Repartis de Ouadane en début d’après-midi, nous avons quitté la piste qui conduit à Chinguetti pour suivre un itinéraire sans repères, dans le sable et la pierraille. Le désert semble familier et les cahots moins durs. Nous sommes déjà sur la route du retour et il faudrait pouvoir tout retenir de ce paysage de dunes qui montent vers la falaise, de la courbe que dessine cet arbre sur l’horizon minéral, du vent léger dans ce buisson d’épineux. Mais voici qu’apparaissent les tentes où nous allons passer la nuit. Elles sont habitées par une famille de bergers. Le père est parti à la recherche de brebis égarées et il est possible qu’il reste absent plusieurs jours. La mère et ses trois filles nous accueillent et nous installent sur une couverture tandis que Cheikh prépare le thé en compagnie d’un homme jeune, assez effacé, qui est le mari de l’une des jeunes femmes. Ici, ce sont les femmes qui parlent, rassemblent les chèvres, font les tresses et préparent le henné tout allant de temps à autre surveiller un foyer creusé dans le sable à bonne distance des tentes.
La lumière se fait douce et dorée. Les ombres s’allongent. Je trempe mes lèvres dans une calebasse remplie de lait de chèvre et j’écoute sans rien comprendre les femmes qui bavardent et rient en rejetant leur voile sur l’épaule. Ce voile, qui entoure le visage, marque une distance mais pas une séparation. Les regards sont directs, les voix assurées, les sourires ne sont pas rares et jamais gênés.
Si des sacs en plastique n’étaient pas suspendus aux branches de l’arbre proche des tentes, je pourrais me croire en l’an mil. Cette impression est encore plus forte lorsque, la nuit tombée, nous nous retrouvons sous l’une des tentes pour partager un dîner de chevreau et de semoule. Mais je ne peux plus m’empêcher de voir les téléphones portables puisque les quatre femmes reçoivent régulièrement des appels. Grâce à une batterie solaire, toutes sont constamment reliées au reste du monde, dont elles reçoivent les images sans que leur vie quotidienne en soit apparemment troublée. D’ailleurs, lorsque les jeunes femmes décident d’animer la soirée – on dort peu sous les tentes – les téléphones sont mis de côté et c’est un vieux bidon métallique qui leur sert de tambour pour rythmer les pas de danse que j’esquisse.

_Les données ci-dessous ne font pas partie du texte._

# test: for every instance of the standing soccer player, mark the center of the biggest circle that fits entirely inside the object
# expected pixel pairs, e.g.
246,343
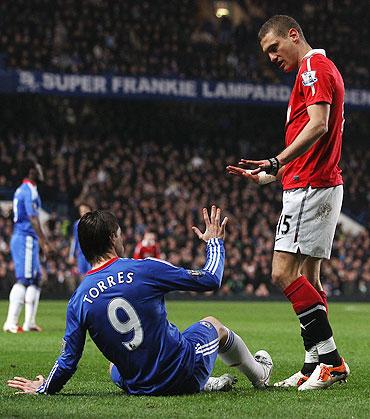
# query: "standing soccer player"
75,252
25,247
313,193
121,304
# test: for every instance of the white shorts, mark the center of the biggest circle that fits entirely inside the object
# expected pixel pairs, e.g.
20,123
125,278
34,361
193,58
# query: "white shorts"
308,220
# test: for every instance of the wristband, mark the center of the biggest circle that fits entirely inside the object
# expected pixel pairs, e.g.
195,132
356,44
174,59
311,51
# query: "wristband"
274,166
263,177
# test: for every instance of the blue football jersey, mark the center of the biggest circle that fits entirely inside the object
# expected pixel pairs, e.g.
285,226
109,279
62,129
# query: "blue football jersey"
26,204
122,306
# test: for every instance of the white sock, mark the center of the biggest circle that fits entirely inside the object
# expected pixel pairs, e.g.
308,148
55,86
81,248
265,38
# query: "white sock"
35,306
31,298
326,346
235,353
16,301
312,356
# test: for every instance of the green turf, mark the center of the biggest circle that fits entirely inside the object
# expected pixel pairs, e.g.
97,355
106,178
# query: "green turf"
271,326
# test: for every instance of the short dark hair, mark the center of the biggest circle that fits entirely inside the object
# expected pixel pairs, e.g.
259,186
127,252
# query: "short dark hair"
280,25
26,166
95,231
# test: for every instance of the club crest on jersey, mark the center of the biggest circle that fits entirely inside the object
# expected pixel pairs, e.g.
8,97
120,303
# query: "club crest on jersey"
309,78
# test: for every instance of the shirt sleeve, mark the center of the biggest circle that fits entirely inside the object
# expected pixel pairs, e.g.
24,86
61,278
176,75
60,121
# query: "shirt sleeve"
167,277
318,83
66,364
29,204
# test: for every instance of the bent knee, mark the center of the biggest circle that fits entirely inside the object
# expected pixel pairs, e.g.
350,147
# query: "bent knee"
212,320
222,330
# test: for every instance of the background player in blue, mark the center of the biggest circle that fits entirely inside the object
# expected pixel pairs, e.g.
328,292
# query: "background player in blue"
75,251
121,303
25,246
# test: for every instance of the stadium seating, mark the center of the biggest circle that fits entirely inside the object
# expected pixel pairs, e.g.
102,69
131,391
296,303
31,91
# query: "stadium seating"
155,166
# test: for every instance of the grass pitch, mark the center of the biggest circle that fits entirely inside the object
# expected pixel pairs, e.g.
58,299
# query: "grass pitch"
271,326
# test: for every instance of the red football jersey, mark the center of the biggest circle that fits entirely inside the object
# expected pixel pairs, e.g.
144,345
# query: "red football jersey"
318,80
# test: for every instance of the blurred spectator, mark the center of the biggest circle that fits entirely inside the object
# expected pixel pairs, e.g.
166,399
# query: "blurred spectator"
173,38
147,247
155,166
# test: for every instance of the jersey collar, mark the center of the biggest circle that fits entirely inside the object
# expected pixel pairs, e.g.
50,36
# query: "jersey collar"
315,51
109,262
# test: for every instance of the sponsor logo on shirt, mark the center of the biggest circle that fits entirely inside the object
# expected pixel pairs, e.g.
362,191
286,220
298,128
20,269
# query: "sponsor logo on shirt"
194,272
309,78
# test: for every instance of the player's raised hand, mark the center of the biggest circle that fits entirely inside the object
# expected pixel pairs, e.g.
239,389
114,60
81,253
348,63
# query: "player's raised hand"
26,386
270,166
238,171
213,227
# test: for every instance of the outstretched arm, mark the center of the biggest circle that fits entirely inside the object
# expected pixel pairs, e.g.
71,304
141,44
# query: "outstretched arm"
167,277
316,127
64,367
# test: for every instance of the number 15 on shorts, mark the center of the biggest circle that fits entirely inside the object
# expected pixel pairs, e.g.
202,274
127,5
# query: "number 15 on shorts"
283,226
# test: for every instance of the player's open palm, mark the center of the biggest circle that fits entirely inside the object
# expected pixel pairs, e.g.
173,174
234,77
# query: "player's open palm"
213,227
26,386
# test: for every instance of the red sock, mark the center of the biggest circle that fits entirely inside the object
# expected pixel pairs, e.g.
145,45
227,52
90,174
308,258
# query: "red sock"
302,294
324,299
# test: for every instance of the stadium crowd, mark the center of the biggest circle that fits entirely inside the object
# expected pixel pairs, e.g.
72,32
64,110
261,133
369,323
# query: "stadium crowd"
155,166
181,38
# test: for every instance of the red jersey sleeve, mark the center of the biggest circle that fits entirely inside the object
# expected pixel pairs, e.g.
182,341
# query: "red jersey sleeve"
318,82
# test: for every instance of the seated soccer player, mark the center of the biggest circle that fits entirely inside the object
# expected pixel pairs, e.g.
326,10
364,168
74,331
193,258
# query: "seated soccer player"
121,303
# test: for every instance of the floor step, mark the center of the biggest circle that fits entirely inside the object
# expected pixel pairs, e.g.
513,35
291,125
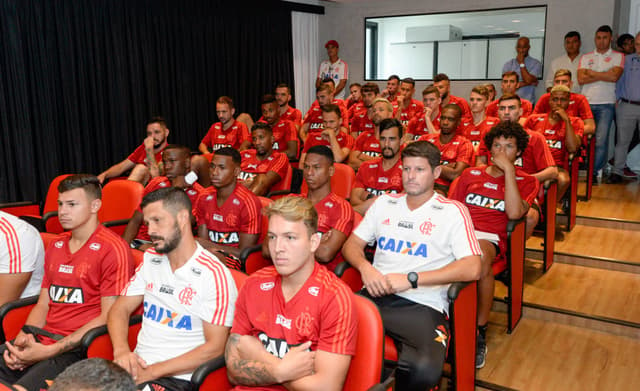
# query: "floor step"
543,355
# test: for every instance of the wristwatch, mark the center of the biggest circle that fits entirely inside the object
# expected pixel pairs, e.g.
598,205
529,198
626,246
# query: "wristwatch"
413,279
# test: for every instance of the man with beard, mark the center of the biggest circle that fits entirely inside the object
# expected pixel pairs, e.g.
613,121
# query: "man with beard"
456,152
176,163
424,243
262,167
285,135
383,174
442,83
227,214
85,270
188,297
367,145
143,162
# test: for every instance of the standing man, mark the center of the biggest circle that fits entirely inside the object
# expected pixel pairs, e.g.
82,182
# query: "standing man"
569,60
86,268
295,322
598,73
188,298
425,242
627,113
333,69
528,69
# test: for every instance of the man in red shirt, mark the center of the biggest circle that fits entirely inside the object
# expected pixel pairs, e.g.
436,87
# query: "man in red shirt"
295,322
228,132
456,152
228,215
442,83
143,162
86,268
429,121
562,132
285,136
176,163
407,106
383,174
262,167
510,86
494,194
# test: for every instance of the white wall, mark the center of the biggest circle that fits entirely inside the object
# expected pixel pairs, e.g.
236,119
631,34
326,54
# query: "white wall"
344,22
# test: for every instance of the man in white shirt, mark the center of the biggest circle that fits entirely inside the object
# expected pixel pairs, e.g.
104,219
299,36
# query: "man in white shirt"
569,60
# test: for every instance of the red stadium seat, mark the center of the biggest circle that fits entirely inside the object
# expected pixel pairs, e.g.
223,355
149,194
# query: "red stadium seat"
120,198
365,370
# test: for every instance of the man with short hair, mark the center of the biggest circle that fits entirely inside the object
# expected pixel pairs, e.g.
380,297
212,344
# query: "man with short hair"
285,134
188,297
262,167
295,322
424,243
21,259
333,69
429,121
86,268
176,163
390,93
509,86
598,73
143,162
382,174
442,83
528,69
367,146
627,113
340,142
569,60
228,132
456,152
494,194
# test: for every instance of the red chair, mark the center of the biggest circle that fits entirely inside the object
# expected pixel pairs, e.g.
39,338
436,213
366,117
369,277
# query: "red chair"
120,198
366,366
341,182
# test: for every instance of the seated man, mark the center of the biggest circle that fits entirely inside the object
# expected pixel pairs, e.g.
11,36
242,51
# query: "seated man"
86,268
424,243
188,298
407,107
285,134
295,323
479,123
429,121
494,194
367,145
228,214
442,83
331,135
143,162
383,174
262,167
509,87
562,132
456,152
176,163
228,132
21,259
578,104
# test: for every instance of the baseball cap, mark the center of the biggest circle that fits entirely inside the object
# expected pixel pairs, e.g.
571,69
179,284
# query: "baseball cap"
332,42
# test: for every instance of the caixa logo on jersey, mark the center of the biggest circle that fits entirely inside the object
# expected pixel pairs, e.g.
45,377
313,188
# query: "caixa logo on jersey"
224,237
402,246
66,294
164,316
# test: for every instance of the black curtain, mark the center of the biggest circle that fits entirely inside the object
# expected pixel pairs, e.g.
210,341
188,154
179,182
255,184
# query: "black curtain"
79,79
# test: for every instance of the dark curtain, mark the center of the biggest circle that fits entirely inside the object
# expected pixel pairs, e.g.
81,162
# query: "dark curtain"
79,79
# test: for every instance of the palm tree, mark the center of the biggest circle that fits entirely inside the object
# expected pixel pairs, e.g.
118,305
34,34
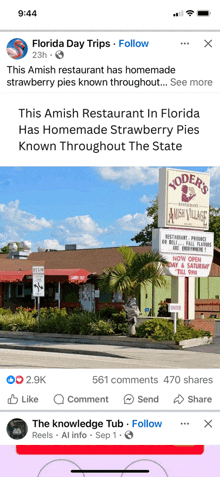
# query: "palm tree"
127,277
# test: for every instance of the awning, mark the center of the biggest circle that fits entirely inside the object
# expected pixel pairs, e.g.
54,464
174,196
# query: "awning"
72,275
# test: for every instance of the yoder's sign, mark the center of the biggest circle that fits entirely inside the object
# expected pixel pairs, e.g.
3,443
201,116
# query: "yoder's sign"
183,199
188,253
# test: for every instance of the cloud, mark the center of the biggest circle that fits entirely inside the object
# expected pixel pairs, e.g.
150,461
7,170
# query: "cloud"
133,223
50,244
16,224
130,176
146,200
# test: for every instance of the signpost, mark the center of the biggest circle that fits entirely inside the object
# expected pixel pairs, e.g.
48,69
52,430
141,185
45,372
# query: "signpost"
38,288
189,253
183,199
174,308
183,218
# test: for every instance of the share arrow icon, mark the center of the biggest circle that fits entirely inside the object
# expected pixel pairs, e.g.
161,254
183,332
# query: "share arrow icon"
179,399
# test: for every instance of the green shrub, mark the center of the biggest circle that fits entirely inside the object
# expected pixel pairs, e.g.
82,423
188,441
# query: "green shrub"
107,312
102,328
118,318
79,322
53,320
18,322
159,329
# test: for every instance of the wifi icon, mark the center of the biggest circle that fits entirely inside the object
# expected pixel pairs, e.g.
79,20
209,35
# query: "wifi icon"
190,12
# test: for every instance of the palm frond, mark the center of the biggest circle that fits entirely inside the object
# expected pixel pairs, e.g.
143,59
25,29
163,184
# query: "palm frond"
127,253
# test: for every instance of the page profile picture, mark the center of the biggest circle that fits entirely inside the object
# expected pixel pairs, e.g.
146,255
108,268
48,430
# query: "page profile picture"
17,429
17,48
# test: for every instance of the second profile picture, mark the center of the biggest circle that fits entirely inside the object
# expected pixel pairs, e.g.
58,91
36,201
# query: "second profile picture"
17,429
17,48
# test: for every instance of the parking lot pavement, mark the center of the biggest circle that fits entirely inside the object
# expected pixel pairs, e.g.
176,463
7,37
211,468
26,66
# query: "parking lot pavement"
55,355
212,348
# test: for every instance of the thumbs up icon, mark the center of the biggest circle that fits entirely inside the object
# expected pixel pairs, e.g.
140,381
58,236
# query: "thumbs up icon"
13,399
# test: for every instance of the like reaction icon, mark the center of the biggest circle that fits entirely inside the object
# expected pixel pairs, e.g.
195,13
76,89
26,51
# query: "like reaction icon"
13,399
10,379
19,379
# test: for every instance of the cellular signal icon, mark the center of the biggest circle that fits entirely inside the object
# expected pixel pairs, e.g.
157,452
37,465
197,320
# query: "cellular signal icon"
178,14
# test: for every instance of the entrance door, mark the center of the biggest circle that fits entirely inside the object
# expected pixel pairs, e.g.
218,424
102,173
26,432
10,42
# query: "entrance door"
87,296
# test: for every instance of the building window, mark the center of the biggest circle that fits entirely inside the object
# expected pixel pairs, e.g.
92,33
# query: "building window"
20,290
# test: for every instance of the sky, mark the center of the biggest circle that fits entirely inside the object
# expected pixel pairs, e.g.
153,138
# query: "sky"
88,206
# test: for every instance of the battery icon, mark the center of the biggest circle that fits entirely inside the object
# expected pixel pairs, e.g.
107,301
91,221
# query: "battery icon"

Nous nous retirons sous notre tente au milieu de la nuit. Au sol, une natte épaisse. Sur le dos, une grosse couverture. Le vent souffle sur les toiles mal jointes et l’on aperçoit de temps à autre le ciel étoilé. Les heures passent, lentes, entre veille et brefs moments de sommeil. Pas de fatigue, ni d’ennui. Je songe à ma chance – celle d’un homme qui peut, malgré son âge, apprécier chaque minute du temps qui passe sous la tente de bergers mauritaniens, malgré le froid qui pénètre sous la couverture au moindre mouvement.
Au réveil, le désert est nappé d’une brume que le soleil n’a pas encore dissipée. Les verres de thé nous réchauffent autant que la chaleur du foyer. On se quitte avec des sourires, faute des mots qui pourraient exprimer notre reconnaissance à ces femmes qui se préparent aux tâches du jour sur leur domaine sans chemins ni barrières.
Tergit est notre dernière escale. On y accède après avoir franchi une montagne et suivi une piste encaissée qui débouche sur de hauts palmiers autour d’un ruisseau. Nous marchons dans la fraîcheur matinale, regrettant presque le plein été qui nous aurait permis de mieux l’apprécier. Après un thé partagé avec deux voyageurs, nous escaladons les rochers qui nous permettent d’avoir une vue d’ensemble de la palmeraie.
Après avoir déjeuner de riz et de dattes, nous avons repris le chemin qui descend vers la plaine. Dernières étendues de sable couvrant à moitié les falaises, derniers cahots avant la route droite qui conduit à Nouakchott. La famille de Cheikh nous accueille dans sa vaste et confortable demeure pour une soirée reposante avant le vol de nuit vers Casablanca et Paris.